Abstract Body (Do not enter title and authors here): Background: Brain natriuretic peptide (BNP) is a key heart failure biomarker. Single-lead electrocardiograms (ECGs) from wearable devices offer valuable diagnostic and prognostic insights. We developed a deep learning model to predict BNP levels from single-lead ECGs for rapid, non-invasive screening.

Methods: Using a large dataset of 528,654 first-lead (Lead I) ECG images from 237,686 unique patients at Houston Methodist Health System, each paired with a corresponding BNP value obtained within 24 hours, we trained a modified VGG16 convolutional neural network (CNN). The dataset included 236,160 records with BNP <100 pg/mL, 105,382 with BNP 100–399 pg/mL, 41,618 with BNP 400–899 pg/mL, and 39,782 with BNP ≥900 pg/mL. The model was designed for multilabel stratification into four clinically relevant categories: <100, 100–399, 400–899, and ≥900 pg/mL. Data were split by unique patients into training/validation (n=131,974) and testing (n=105,712) cohorts. We also evaluated the association between ECG-predicted BNP categories and incident heart failure (HF) in a subset of patients without preexisting HF.

Results: In the testing dataset, the model demonstrated robust performance, with a macro-average AUC of 0.87 ± 0.03 across all classification thresholds using Youden's J statistic. For the prediction of severe BNP elevation (≥900 pg/mL), the model achieved a sensitivity of 0.83 and a specificity of 0.73. The overall accuracy for distinguishing normal (<100 pg/mL) from elevated BNP levels was 0.76. Among 6,278 patients without prior HF, ECG-predicted BNP 100–399 was associated with a hazard ratio (HR) of 2.10 (95% CI: 1.74–2.53), BNP 400–899 with an HR of 2.58 (1.92–3.45), and BNP ≥900 with an HR of 3.92 (3.39–4.54) for incident HF independently of age/sex (all compared to BNP <100 (Figure)).
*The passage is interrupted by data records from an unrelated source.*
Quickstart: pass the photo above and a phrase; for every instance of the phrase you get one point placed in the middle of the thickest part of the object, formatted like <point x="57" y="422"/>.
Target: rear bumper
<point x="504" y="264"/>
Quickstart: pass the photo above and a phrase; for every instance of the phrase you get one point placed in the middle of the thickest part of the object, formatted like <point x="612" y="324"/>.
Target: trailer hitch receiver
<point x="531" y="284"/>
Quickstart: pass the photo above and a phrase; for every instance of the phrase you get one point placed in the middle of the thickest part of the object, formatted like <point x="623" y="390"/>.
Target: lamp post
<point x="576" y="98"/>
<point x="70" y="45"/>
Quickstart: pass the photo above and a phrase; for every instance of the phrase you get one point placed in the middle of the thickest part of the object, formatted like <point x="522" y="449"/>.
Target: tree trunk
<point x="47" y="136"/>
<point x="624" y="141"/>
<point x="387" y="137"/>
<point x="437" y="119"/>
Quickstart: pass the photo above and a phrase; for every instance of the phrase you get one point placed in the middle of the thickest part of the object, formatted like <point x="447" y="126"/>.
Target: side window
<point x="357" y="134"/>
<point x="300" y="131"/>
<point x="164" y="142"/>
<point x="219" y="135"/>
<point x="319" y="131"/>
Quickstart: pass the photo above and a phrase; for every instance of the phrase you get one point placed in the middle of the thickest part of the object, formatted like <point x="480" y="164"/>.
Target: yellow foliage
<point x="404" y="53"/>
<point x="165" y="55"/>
A model including age/sex/ECG-BNP (c-index 0.74 [0.73-0.76]) outperforms age/sex/BNP (c-index 0.70 [0.68-0.71]) for prediction of incident HF (P<0.001).
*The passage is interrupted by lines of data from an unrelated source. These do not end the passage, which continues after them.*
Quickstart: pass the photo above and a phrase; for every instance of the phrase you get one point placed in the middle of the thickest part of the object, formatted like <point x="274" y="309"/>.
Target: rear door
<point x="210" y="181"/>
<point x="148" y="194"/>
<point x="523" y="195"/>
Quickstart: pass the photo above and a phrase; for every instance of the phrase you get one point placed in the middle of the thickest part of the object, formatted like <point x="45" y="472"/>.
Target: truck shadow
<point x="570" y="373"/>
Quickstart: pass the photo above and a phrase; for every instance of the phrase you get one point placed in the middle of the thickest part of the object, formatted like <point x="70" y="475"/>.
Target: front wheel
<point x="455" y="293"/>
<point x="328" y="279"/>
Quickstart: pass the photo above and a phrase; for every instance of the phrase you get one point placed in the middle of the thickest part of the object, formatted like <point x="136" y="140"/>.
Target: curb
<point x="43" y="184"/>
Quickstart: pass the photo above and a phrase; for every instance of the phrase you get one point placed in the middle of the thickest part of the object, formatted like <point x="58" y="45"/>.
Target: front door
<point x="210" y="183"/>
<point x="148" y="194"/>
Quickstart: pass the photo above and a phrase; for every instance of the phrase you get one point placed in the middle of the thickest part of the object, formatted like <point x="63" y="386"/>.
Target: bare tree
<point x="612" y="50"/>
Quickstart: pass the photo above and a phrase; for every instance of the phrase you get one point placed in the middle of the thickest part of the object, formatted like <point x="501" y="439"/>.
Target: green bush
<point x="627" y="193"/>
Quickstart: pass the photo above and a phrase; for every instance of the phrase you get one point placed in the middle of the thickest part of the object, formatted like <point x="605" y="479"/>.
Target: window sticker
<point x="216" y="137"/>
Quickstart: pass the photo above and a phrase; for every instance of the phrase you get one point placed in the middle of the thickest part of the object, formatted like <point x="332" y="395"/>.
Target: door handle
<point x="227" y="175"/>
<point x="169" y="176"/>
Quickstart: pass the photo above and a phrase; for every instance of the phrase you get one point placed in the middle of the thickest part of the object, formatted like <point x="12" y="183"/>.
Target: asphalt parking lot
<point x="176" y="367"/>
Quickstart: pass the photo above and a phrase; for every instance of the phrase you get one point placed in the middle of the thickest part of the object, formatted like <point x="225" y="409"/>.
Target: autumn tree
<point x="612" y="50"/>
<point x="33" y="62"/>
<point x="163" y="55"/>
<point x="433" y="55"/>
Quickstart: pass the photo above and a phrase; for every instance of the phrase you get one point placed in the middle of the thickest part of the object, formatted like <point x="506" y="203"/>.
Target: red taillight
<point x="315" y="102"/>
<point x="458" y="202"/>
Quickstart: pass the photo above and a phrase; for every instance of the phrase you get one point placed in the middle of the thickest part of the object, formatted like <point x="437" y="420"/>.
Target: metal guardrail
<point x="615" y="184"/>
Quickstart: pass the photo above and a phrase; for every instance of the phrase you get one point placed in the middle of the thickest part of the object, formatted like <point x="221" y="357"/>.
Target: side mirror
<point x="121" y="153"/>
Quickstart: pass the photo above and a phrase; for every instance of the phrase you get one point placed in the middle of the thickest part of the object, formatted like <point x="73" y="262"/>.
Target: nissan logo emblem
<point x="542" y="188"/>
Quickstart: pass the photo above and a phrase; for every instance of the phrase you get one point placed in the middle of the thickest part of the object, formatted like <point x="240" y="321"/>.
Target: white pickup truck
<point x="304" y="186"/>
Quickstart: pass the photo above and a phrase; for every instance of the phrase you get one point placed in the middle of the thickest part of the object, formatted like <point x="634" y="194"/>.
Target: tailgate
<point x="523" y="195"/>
Conclusion: Our novel deep learning-facilitated ECG-BNP model has high discrimination of BNP categories using single-lead ECG tracings. ECG-BNP outperforms blood BNP measurements in predicting HF. This approach offers a scalable, non-invasive tool for HF risk stratification and monitoring that could extend diagnostic access in both clinical and remote care settings, including integration with consumer-grade devices such as smartwatches that capture Lead I ECGs.